Warren County commissioners are expressing concerns about their government email accounts being used inappropriately to disperse Facebook posts and personal comments. 

“I don’t like to give attention to things that are negative,” said Commissioner Joseph Stotts. “To me, that breeds more negativity. I will say that I don’t think it’s appropriate for Facebook posts on a county email. I don’t think it benefits anyone at all. I think it breeds divisiveness. I don’t think it’s appropriate.”

Those concerns were expressed to the county Legislative Committee when it met to continue reviewing and revising a policy regarding rules of the Warren County Legislative Body. 

All commissioners have email accounts. Those were established to conduct county government business. 

The accounts allow commissioners to receive notice of upcoming meetings, minutes of previously held meetings, measures under consideration, and more.

Committee members discussed the need to include restrictions outlining commissioner conduct and what can be sent using government email accounts. 

“Joseph called me and we talked about this the other day,” said Commissioner Carlene Brown. “We had an extensive policy in city government called the electronics tools policy, a very detailed policy about how people used the city’s email accounts. I talked this over with Jimmy (Haley). He’s well aware that we need to have a policy on how to use our Gmail accounts.”

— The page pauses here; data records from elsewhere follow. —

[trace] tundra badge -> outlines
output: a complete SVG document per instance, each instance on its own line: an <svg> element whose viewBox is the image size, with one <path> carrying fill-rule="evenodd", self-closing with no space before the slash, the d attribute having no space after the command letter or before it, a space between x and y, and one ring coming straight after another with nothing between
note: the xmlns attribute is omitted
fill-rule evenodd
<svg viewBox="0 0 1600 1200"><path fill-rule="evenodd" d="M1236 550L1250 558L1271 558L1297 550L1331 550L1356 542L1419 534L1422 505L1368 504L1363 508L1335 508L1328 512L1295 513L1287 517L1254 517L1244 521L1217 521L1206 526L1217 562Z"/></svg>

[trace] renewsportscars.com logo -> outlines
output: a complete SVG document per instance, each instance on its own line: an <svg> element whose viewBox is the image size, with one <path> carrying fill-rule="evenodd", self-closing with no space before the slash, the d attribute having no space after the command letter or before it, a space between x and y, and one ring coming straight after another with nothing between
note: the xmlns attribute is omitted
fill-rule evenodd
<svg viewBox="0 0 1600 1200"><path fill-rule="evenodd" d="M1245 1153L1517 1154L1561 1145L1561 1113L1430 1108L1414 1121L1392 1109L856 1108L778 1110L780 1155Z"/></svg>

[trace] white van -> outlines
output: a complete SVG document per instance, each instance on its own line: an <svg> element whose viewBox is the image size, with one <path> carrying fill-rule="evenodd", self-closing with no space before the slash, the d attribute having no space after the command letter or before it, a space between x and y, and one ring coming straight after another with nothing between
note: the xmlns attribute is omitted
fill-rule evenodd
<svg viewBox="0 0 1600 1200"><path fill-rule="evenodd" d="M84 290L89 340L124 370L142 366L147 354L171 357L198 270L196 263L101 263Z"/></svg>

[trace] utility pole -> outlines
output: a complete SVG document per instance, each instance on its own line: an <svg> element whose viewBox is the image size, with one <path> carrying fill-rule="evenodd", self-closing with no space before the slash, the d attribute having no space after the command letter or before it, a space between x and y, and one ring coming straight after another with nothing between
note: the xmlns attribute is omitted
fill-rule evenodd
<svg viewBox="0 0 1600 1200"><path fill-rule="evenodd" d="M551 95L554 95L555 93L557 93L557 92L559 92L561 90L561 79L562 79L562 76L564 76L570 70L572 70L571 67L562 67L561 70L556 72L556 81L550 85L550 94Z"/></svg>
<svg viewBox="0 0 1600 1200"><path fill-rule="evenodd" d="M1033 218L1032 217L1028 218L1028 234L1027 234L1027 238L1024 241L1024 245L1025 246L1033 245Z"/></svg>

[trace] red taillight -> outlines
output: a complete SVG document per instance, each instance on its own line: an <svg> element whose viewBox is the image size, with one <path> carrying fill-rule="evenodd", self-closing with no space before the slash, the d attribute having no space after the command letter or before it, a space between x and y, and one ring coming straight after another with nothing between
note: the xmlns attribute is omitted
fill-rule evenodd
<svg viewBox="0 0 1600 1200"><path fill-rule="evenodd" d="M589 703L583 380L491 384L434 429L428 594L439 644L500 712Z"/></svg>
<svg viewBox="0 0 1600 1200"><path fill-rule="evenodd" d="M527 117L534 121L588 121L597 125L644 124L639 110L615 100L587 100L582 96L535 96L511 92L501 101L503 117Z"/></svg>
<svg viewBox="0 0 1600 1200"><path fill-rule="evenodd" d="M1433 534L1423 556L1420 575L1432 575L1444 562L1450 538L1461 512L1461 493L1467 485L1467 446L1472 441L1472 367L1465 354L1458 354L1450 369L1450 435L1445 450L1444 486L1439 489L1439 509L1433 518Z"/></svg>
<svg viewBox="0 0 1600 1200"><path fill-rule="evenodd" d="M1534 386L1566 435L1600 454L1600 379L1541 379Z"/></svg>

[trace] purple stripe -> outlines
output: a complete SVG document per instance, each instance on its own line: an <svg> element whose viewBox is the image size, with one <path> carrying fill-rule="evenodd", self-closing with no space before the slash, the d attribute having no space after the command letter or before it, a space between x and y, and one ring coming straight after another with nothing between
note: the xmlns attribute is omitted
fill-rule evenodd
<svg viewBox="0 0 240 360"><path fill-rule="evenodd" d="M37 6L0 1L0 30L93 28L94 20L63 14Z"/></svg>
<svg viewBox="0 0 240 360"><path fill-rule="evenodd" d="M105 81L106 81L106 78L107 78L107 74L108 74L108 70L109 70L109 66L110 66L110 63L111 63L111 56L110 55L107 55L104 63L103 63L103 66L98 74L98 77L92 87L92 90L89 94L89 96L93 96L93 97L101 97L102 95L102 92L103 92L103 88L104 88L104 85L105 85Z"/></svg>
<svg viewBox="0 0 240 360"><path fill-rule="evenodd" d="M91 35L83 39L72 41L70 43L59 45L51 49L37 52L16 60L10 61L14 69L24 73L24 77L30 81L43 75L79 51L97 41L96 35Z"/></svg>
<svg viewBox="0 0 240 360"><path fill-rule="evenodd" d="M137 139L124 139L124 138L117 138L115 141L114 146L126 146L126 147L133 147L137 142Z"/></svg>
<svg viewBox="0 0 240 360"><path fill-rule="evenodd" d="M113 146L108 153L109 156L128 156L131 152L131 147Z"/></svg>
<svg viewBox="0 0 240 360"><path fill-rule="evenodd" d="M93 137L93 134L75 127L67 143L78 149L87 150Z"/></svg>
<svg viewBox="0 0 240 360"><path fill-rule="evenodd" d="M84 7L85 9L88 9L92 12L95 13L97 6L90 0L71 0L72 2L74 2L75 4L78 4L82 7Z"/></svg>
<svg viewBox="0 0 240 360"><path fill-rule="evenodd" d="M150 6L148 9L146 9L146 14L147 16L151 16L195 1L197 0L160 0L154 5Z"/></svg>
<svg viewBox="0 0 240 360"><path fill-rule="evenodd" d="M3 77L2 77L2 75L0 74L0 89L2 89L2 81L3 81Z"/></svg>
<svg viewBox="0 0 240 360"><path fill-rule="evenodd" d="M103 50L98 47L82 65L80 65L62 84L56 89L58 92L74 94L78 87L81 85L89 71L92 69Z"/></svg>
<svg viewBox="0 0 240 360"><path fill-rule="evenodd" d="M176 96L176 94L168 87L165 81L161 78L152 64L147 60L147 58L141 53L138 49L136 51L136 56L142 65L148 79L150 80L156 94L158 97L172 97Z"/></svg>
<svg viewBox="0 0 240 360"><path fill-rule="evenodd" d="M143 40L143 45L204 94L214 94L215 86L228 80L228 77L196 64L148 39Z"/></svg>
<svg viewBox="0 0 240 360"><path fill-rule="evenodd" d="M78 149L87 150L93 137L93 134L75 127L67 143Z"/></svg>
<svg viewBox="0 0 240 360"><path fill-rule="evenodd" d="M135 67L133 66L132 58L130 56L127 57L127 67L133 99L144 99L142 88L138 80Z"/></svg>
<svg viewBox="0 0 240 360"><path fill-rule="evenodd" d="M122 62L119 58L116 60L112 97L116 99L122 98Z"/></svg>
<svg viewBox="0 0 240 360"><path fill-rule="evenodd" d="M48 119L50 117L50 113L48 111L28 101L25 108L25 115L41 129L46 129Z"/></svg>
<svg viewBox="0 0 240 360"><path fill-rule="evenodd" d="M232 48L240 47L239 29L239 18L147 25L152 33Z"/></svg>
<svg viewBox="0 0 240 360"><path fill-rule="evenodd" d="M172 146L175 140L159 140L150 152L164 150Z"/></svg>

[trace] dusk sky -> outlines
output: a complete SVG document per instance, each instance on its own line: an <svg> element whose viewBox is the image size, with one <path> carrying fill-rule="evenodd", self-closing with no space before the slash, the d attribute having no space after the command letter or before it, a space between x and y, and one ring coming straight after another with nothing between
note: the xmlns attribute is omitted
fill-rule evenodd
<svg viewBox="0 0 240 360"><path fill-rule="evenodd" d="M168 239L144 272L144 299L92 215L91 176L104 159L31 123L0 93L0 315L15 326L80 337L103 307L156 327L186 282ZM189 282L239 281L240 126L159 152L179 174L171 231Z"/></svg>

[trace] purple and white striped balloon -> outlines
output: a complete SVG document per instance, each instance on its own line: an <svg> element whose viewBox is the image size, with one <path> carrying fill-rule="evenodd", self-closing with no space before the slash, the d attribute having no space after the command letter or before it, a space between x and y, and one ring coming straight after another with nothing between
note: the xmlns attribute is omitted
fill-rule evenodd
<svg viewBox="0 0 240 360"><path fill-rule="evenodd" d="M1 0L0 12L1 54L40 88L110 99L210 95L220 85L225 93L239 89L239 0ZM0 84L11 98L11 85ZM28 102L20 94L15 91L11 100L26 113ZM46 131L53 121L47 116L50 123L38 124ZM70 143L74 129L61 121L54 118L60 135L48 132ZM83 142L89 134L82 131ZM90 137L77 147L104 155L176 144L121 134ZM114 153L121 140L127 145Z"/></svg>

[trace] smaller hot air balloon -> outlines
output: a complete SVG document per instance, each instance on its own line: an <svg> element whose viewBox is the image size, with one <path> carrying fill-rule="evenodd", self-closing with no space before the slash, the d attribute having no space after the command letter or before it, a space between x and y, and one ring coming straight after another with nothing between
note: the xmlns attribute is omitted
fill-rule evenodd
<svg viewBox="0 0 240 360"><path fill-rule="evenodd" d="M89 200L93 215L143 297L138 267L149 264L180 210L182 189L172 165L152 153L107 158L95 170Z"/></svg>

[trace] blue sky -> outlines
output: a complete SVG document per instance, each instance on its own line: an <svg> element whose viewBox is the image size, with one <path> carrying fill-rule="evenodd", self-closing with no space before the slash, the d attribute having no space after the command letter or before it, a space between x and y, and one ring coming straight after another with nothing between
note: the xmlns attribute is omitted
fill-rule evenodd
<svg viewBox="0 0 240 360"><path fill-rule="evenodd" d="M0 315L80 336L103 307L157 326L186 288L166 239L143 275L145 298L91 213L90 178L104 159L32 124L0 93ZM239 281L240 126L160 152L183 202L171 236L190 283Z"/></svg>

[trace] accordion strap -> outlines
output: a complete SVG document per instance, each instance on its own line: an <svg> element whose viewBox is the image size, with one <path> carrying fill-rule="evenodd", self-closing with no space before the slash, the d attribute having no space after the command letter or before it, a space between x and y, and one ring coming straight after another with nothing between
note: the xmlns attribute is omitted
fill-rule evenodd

Brown added, “Our Gmail accounts are for doing government business. We should not be in there writing our personal thoughts. Our personal feelings. You shouldn’t be answering them back either. Then it turns into a Facebook situation.”

Stotts stated, “It doesn’t solve anything to do that.” 

“It has been misused more than once,” said Brown. “We really need to make sure everyone knows that is not a professional way to use the accounts. … Also, be cautious and professional on Facebook when it relates to government business.”

Facebook has become an area of contention between commissioners. During a Legislative Committee meeting in September 2019, Commissioner Carl D. Bouldin attempted to address what he called “verbally trashing people” on Facebook and the need for a code of conduct for commissioners to follow.

While he didn’t name anyone specifically, Commissioner Deborah Evans was quick to defend herself. 

“Then you are going to have a lawsuit for my First Amendment right, because I know you’re directing that at me,” said Evans. 

Bouldin stated that Evans’ comments on Facebook about other commissioners border on defamation, while Evans defended her actions as protected under freedom of speech. 

After the Feb. 18 meeting of the Warren County Commission, Evans posted on Facebook a narrative of that meeting. That posting was also sent to other commissioners via the county’s business emails. 

Secretaries are assigned to provide an objective report on what business occurs during meetings. Stotts says meeting minutes sent to commissioners should not contain personal opinions. 

Committee members agreed to consider amending the document later to include guidelines for commissioner conduct and how the county’s Gmail accounts should be used.